While she was  there, she witnessed nearly three-quarters of Sarajevo being destroyed or damaged by shells and bombs. The Bosnian war that lasted three years resulted in nearly 100,000 deaths, according to the media reports.

After the Dayton peace agreement in 1995, Scepanovic worked for a few non-governmental initiatives and became part of the rebuilding effort in Bosnia. However, she felt unhappy.

“I did subversive things like reporting the truth. No matter what I did and how much I persisted, Milosevic was still there,” she said.
For Scepanovic, there was no real peace and no chance to bring back Yugoslavia. She realized it was starting to take a toll on her.
In one of those early days in New York, I found myself walking in China Town. It was a mind blowing experience.
— Aleksandra Scepanovic, Ideal Properties

“I needed geographical detachment so I came to New York to visit a friend in 1999. I never thought I would stay. I was convinced that I wanted to live in Amsterdam,” she recalled.
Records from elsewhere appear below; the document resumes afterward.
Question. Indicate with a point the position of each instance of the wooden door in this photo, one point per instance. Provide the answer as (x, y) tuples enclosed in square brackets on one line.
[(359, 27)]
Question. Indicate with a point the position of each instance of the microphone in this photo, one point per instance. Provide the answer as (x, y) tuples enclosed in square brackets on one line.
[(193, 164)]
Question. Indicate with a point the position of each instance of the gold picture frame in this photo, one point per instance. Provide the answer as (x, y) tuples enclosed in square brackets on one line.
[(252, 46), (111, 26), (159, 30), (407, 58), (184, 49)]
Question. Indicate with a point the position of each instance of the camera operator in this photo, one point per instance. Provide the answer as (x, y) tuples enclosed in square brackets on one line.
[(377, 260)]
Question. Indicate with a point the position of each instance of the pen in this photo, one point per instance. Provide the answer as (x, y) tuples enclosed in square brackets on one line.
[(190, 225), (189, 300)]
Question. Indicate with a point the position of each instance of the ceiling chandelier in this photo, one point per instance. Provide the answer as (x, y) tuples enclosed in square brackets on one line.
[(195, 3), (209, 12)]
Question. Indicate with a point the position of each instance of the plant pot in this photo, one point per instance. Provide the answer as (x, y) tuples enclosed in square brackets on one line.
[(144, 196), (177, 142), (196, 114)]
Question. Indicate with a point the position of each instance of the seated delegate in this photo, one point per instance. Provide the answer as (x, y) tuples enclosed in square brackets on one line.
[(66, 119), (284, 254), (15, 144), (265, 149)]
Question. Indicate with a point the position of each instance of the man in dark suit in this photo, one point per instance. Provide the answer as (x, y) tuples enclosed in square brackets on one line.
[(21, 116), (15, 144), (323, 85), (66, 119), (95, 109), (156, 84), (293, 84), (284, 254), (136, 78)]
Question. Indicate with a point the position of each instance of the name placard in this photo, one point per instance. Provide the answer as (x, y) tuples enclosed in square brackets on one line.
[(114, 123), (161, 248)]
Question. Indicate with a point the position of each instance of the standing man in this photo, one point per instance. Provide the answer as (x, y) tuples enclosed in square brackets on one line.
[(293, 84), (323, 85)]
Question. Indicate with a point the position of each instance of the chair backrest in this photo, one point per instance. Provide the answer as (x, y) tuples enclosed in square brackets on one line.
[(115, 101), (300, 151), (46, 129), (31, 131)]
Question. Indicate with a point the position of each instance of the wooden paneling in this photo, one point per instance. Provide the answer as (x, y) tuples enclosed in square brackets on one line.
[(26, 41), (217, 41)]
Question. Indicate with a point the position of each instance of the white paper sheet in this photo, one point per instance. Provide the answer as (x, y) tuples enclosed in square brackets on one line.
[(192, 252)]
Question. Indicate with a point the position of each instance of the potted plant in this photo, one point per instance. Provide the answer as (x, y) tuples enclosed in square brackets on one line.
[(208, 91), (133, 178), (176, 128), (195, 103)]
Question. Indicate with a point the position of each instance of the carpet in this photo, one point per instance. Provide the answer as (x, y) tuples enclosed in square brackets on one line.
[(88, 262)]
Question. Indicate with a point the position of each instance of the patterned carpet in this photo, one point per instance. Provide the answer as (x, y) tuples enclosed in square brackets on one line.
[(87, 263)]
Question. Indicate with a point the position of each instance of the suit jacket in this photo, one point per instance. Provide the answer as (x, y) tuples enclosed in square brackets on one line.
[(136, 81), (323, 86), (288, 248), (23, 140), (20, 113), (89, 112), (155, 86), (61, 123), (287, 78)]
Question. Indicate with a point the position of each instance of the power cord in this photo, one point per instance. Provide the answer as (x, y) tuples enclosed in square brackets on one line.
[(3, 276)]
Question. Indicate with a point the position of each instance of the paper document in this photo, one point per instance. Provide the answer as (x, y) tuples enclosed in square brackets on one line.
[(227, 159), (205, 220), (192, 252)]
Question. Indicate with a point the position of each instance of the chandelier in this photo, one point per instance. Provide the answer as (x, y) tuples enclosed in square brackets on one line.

“In one of those early days in New York, I found myself walking in China Town. It was a mind-blowing experience, so different from anything I have ever seen.”

Scepanovic fell in love with New York. So she decided to stay and apply for political asylum.

A New Chapter in Life
Scepanovic enrolled in interior design program at the Fashion Institute of Technology in New York and found the real estate business very intriguing.
“There is a big fascination and obsession with real estate in New York, unmatched by anywhere else in the world. And I was attracted to it,” she said.
She first worked at a small Manhattan real estate brokerage firm. After gaining some experience in real estate she co-founded Ideal Properties with her partner in 2007.

They started at a time when the housing market was already beginning to collapse. People were panicking and many brokers were leaving the profession. But Scepanovic was not discouraged at all.  

“If you are paralyzed with fear, you will never find the inner strength. Just close your eyes and jump in with both feet. That is my entire philosophy,” she said.

Instead of focusing on Manhattan, they decided to work in Brooklyn, which they thought would be relatively safer and more resilient. They launched the business in a tiny room in one of the brownstone houses in Brooklyn with no initial capital.

“We used to have a cardboard on the wall. And many yellow post-it notes with apartment listings on it. That was our database,” said Scepanovic.
“We had this archaic way of doing business. But it still felt right. We were doing really well. We just persisted at it. Then things started to change.”
The research pointed us to Gowanus. It kind of reminded me of home.
— Aleksandra Scepanovic, Ideal Properties

To better address customer needs, Scepanovic and her team devoted a lot of time on research. They hired students from Brooklyn College to do data harvesting. After months of painstaking research, they developed a good understanding of demographics and housing needs of people in Brooklyn.
They opened their first office in Gowanus, which is the old industrial neighborhood.

“The research pointed us to Gowanus. It kind of reminded me of home. And I thought it was going to be the next neighborhood that would capture attention. And it did and it still does,” she said.

Today Ideal Properties is one of the largest, privately owned real estate firms specializing in premier Brooklyn neighborhoods. It has four offices in Brooklyn located in Park Slope, Cobble Hill, Gowanus, and Williamsburg. In addition to 250 real estate brokers and salespersons, the company has a team of in-house design, staging, marketing, and web design professionals.